Moldova’s Foreign Ministry summoned the Russian ambassador to express “deep concern” over the comments on Transnistria, occupied by 1,500 Russian troops since the 1990s.

Up to now, Vladimir Putin had maintained the fiction that Russia was not seeking permanent occupation of Ukraine’s cities. The Kremlin refused further comment beyond Minnekaev’s statement on Friday, saying the Russian Defence Ministry is responsible for the “special operation” in Ukraine.

Ukrainian officials have warned of Russia’s intent from early in the invasion. On Thursday night, Zelenskiy said the Russians plan to “falsify” an “independence” referendum in areas it occupies, such as the Kherson and Zaporizhzhia regions.

Russia’s only significant success so far has been occupation of a coastal corridor, including Kherson and Melitopol, in the south. Even then, the offensive has been unable to vanquish Mariupol at the eastern end of the 250-km (155-mile) strip along the Black Sea and Sea of Azov, or to approach Odesa at the western end.

Source: Institute for the Study of War

Did Russia Admit 20,000 Troops Killed or Missing

Even as Minnekaev was issuing his statement, the pro-Kremlin outlet Readovka was highlighting the problems with the Russian invasion, which failed in its initial phase to capture most of Ukraine and has now withdrawn from the north.

Quoting the Defense Ministry, the outlet posted on the Russian social media platform VK that 13,414 Russian troops have been killed, with 7,000 missing.

The total is close to Ukraine’s claim of almost 20,000 slain Russians.

Readovka, which later deleted the post, said 116 of 508 crew were killed when Russia’s Black Sea flagship Moskva sank on April 14, probably after it was struck by a Ukrainian missile. More than 100 crew are missing.
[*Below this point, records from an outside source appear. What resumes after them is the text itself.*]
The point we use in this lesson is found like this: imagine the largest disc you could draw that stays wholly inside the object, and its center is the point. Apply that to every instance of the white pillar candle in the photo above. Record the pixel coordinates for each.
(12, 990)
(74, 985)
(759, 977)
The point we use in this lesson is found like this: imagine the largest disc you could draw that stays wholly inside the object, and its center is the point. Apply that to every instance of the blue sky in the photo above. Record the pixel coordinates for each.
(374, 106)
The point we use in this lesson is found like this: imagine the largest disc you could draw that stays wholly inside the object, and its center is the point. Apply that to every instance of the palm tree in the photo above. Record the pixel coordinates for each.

On Friday night the Russian Defense Ministry acknowledged one death and said 27 crew are missing, with 396 personnel rescued.

Another signal of persistent Russian difficulties came from Vladimir Putin on Thursday, when he postponed any attempt to overrun remaining areas of resistance in Mariupol, including the Azovstal steel works. The Russian leader indicated that forces will now pursue a siege to force surrender.